In addition, released Friday afternoon was the CFTC’s Commitment of Trader’s report, which showed Managed money got long on the rally while Commercials sold the market, another, set-your-watch consistent statistic of the last 18 months or so. Those longs are being exited in quick order today.
Technical support points were destroyed on the opening. June LC has minor support at $117.70, which corresponds with a .618 retracement found at $118.02. So far, that area has held.
Though last week’s great fundamental news provided no oomph for an up, it is certain this week’s weak fundamental news, in the form of likely lower cash prices and lower boxed beef values, will fuel the decline. The market is also suffering from another problem, despite the $10-15 discount to last week’s cash; no one wants to buy it. Bulls have given up. Bears remain in charge.

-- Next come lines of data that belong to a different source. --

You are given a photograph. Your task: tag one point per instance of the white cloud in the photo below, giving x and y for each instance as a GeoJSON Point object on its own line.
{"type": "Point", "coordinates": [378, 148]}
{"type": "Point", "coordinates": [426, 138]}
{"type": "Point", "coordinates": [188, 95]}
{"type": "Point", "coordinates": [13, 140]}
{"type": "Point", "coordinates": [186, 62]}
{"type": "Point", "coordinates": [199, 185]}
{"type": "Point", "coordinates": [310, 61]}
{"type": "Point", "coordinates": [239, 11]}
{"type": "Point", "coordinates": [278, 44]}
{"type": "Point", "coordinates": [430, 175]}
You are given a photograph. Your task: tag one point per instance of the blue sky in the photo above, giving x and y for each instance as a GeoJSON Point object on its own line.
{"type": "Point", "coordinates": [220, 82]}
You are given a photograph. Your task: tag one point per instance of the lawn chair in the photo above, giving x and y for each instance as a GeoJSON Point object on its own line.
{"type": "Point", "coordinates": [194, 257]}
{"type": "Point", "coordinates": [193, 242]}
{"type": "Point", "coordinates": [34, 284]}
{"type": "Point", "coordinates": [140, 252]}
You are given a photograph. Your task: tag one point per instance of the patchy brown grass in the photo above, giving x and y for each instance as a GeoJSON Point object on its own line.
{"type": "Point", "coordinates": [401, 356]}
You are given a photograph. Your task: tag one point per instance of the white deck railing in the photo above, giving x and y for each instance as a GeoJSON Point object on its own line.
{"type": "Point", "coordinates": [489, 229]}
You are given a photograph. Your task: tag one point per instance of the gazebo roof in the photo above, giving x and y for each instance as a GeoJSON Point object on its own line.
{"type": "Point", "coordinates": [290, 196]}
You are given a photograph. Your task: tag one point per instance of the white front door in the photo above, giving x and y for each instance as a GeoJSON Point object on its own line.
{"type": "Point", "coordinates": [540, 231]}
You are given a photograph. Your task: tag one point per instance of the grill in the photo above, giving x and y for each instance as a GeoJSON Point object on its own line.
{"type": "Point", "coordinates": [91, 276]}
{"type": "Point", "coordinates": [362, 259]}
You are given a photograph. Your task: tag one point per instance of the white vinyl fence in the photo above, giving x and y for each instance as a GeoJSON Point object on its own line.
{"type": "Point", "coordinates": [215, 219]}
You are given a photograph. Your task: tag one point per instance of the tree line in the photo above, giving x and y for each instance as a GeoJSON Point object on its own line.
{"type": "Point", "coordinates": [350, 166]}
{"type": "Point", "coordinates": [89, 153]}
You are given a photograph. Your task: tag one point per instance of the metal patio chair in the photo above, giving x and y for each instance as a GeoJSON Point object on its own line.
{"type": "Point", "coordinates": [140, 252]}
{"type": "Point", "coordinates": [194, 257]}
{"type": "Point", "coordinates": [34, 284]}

Last week’s kill ended up at 587k less than expected but still 17k over a year ago. This week the talk is 580-590k. There is a big volume of sold aheads booked through June and it is expected that slaughter levels will remain between 580k-600k for the next 6 non-holiday weeks. Weights and yields under a year ago will mean less production per head, and cattle feeders will continue to pull cattle forward with a vengeance.
Everyone knows at some point, acute front-end currentness, if achieved, will change the course of this market for the better. In the meantime, today’s action and the outlook for this week is a bitter pill.